Noddy24 wrote:What is the purpose of seeing a counselor? Are the sessions to save the marriage or to ease the pain of divorce for both of you and for your daughter? Do you and your wife agree on the purpose of counseling?
Are you physically separated? Have all of your possessions been removed from the former family home? How much time do you spend together? Do you see your daughter on a regular basis?
You speak of making separate financial arrangements? Has this been done?
Your post indicates your mental muddle. You are neither married nor separated and this state of affairs is confusing for everyone.
I'm married. We are still living in the same home. We were going through the process of seperating physically, living apart, and after agreeing on seperating our belongings and having a talk about selling the house. She tells me that she's pregnant.
We are seeing a counselor who has seen several identical situations (seperating when the news of a preganancy changes the decision to seperate)
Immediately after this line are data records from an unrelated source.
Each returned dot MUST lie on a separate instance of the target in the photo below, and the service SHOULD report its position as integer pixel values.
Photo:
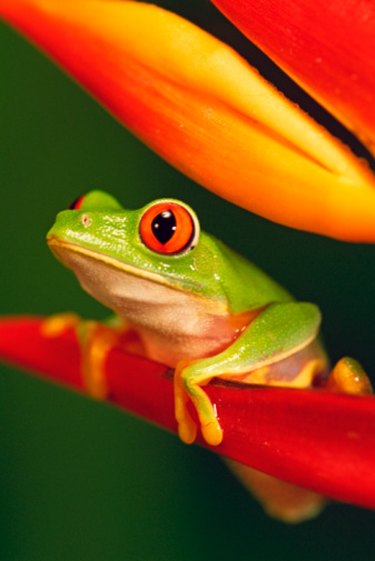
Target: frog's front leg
(277, 332)
(96, 340)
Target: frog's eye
(77, 203)
(169, 228)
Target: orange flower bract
(204, 109)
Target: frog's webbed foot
(187, 387)
(95, 339)
(348, 376)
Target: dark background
(80, 480)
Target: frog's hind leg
(348, 376)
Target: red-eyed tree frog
(196, 306)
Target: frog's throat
(63, 248)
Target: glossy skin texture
(200, 308)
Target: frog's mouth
(111, 281)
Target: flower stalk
(320, 440)
(199, 105)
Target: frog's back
(247, 287)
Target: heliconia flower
(328, 47)
(320, 440)
(204, 109)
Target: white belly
(173, 324)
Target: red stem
(320, 440)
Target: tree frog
(195, 304)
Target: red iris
(168, 228)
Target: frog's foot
(348, 376)
(187, 383)
(96, 342)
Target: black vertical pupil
(164, 226)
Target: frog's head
(109, 247)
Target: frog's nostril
(86, 220)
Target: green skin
(209, 283)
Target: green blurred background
(80, 480)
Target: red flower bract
(328, 47)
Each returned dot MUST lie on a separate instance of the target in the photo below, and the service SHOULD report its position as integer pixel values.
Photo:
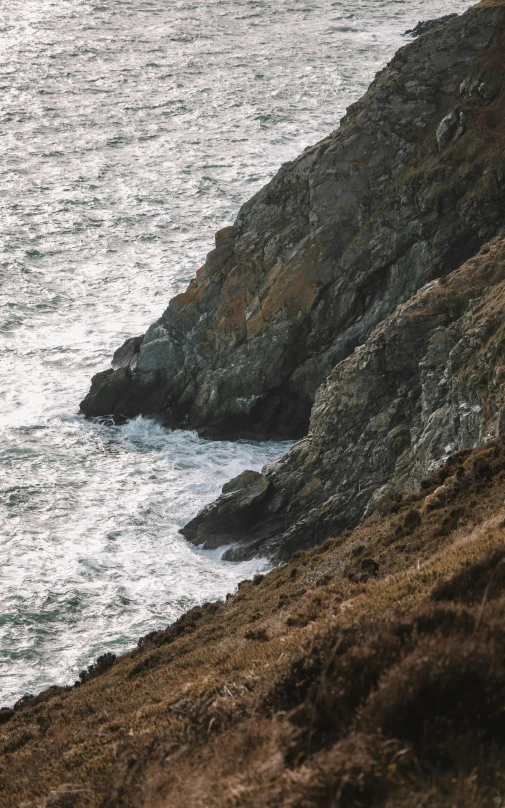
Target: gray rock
(425, 26)
(447, 130)
(240, 501)
(325, 251)
(428, 382)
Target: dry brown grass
(369, 671)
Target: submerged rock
(235, 511)
(329, 248)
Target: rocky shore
(358, 303)
(404, 191)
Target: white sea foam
(131, 131)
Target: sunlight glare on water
(131, 131)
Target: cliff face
(409, 187)
(368, 672)
(429, 381)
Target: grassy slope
(369, 671)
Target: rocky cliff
(407, 188)
(429, 381)
(366, 673)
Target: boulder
(330, 247)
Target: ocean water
(131, 130)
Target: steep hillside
(408, 187)
(428, 381)
(367, 672)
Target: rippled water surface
(130, 131)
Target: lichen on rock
(328, 249)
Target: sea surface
(130, 131)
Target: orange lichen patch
(292, 692)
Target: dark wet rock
(428, 382)
(328, 249)
(235, 511)
(425, 26)
(125, 354)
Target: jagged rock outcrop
(429, 381)
(425, 26)
(329, 248)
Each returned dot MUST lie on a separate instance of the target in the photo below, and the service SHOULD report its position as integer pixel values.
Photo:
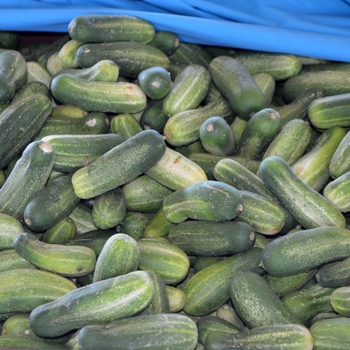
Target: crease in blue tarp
(318, 29)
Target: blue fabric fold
(318, 29)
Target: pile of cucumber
(158, 194)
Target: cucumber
(125, 161)
(183, 128)
(161, 331)
(131, 57)
(201, 201)
(64, 260)
(109, 209)
(188, 90)
(237, 85)
(26, 288)
(308, 167)
(208, 289)
(256, 303)
(327, 244)
(51, 204)
(20, 121)
(13, 75)
(76, 151)
(163, 258)
(119, 256)
(331, 334)
(212, 238)
(106, 28)
(175, 171)
(28, 176)
(272, 337)
(119, 297)
(98, 96)
(313, 210)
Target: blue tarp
(311, 28)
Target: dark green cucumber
(109, 209)
(259, 132)
(236, 83)
(119, 297)
(331, 334)
(119, 256)
(201, 201)
(105, 28)
(308, 302)
(130, 56)
(64, 260)
(125, 162)
(19, 123)
(327, 244)
(98, 96)
(28, 176)
(305, 204)
(256, 303)
(212, 238)
(183, 128)
(272, 337)
(24, 289)
(13, 74)
(161, 331)
(144, 194)
(75, 151)
(208, 289)
(51, 204)
(163, 258)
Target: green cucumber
(105, 28)
(312, 209)
(327, 244)
(126, 161)
(20, 121)
(208, 289)
(119, 256)
(75, 151)
(24, 289)
(51, 204)
(13, 75)
(109, 209)
(212, 238)
(119, 297)
(272, 337)
(163, 258)
(161, 331)
(183, 128)
(188, 90)
(64, 260)
(98, 96)
(176, 171)
(256, 303)
(235, 83)
(201, 201)
(130, 56)
(28, 176)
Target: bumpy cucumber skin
(236, 83)
(28, 176)
(119, 297)
(171, 331)
(200, 201)
(102, 28)
(125, 162)
(290, 254)
(64, 260)
(98, 96)
(307, 206)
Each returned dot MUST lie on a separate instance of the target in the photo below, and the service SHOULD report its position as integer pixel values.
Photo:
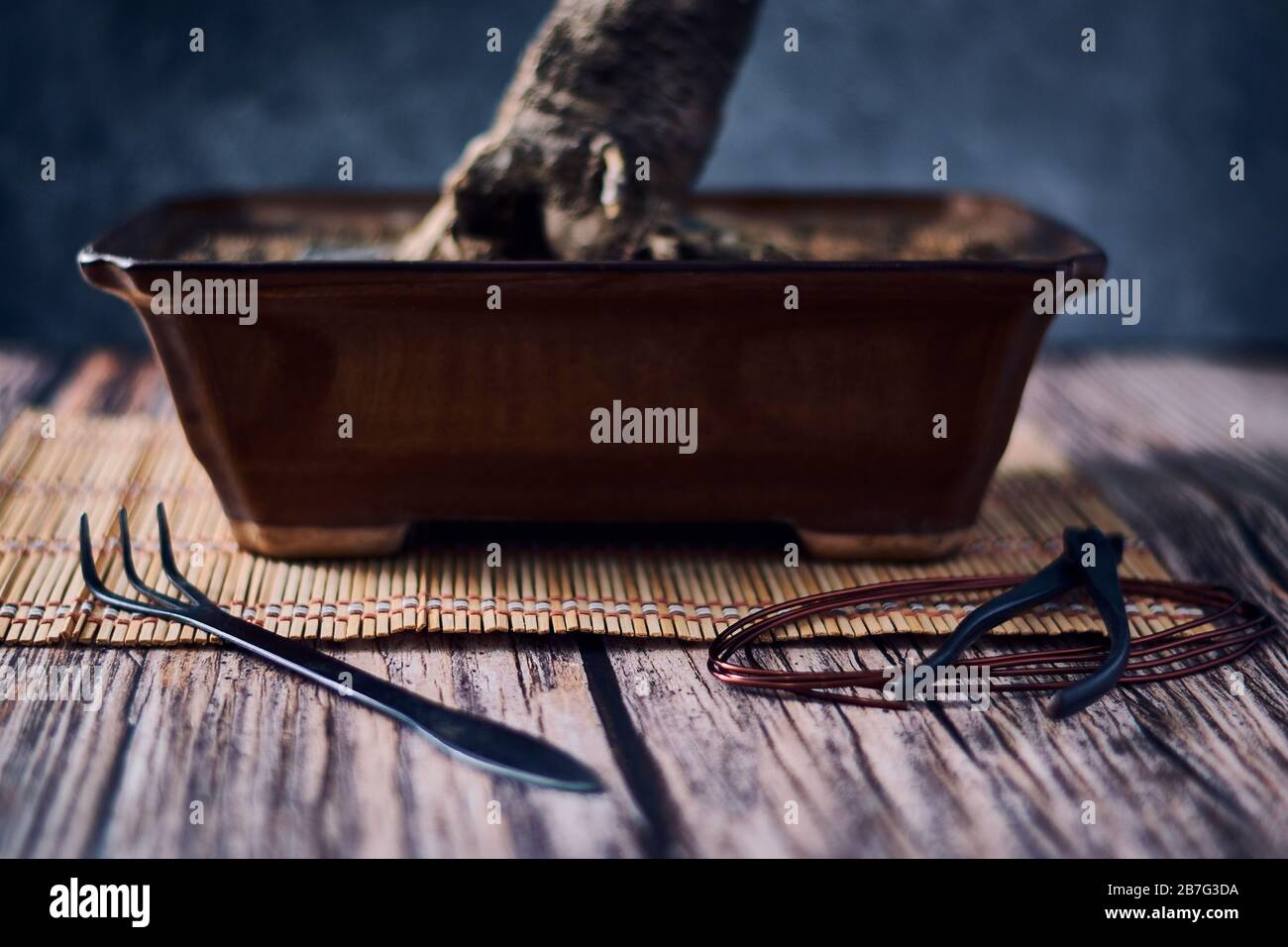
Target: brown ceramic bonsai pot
(822, 416)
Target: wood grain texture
(1184, 768)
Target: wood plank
(283, 768)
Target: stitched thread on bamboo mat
(99, 464)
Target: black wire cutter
(1090, 560)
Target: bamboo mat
(98, 464)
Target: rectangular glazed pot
(820, 416)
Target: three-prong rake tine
(159, 604)
(128, 565)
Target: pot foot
(300, 541)
(898, 545)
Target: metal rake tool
(465, 736)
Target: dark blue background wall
(1129, 145)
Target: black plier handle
(1090, 560)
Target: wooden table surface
(277, 767)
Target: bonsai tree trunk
(599, 138)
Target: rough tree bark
(603, 84)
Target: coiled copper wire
(1236, 626)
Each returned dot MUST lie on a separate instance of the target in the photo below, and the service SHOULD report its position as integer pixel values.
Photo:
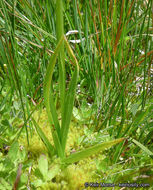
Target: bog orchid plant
(60, 130)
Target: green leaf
(13, 151)
(43, 165)
(145, 149)
(90, 151)
(48, 145)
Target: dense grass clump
(76, 98)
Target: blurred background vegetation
(112, 41)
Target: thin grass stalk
(60, 33)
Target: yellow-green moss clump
(36, 146)
(75, 175)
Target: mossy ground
(75, 175)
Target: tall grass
(114, 54)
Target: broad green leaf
(49, 101)
(48, 145)
(90, 151)
(69, 100)
(145, 149)
(43, 165)
(13, 151)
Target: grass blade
(90, 151)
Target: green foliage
(43, 45)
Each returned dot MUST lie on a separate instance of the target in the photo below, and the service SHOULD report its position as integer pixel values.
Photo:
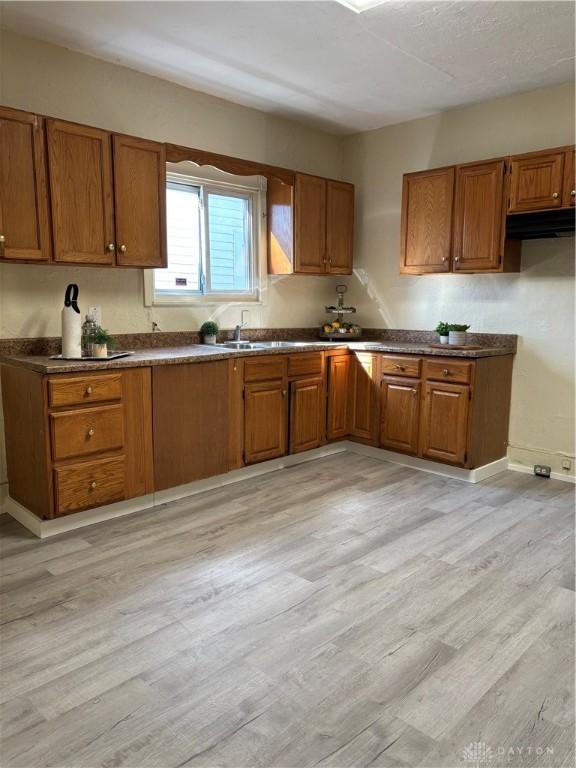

The idea was to see this counselor hoping to save the marriage. I know we both want what's best for our child and soon to be newborn, well in 8 months. We're hoping that staying together is best. I don't know.
I'm thinking that living in the same house with a woman that I have very little trust in, is taking it's toll on me. I'm experiencing some extreme anxiety...I'm normally a very calm, rational person. I don't think I've ever had a persistent feeling of dread and anxiety from morning to night like I do now. I'm confused...I have a million questions....and nowhere to go for answers...except twice a month to a very expensive marriage therapist.
Should I seperate our finances?
Should I talk to a lawyer now?
Should I start looking for a place to live now or wait until we have our house on the market assuming that counseling doesn't work?
I want to be positive and work at it and hope and pray that counseling works but I have this doubt in the back of my mind and it won't leave.
I have a constant feeling that we're not going to be able to work things out. That there's too much resentment in our marriage. Too much distrust.
I'm open to advice, suggestions, anything, as you mentioned my thinking is muddled, I feel overwhelmed...totally overwhelmed.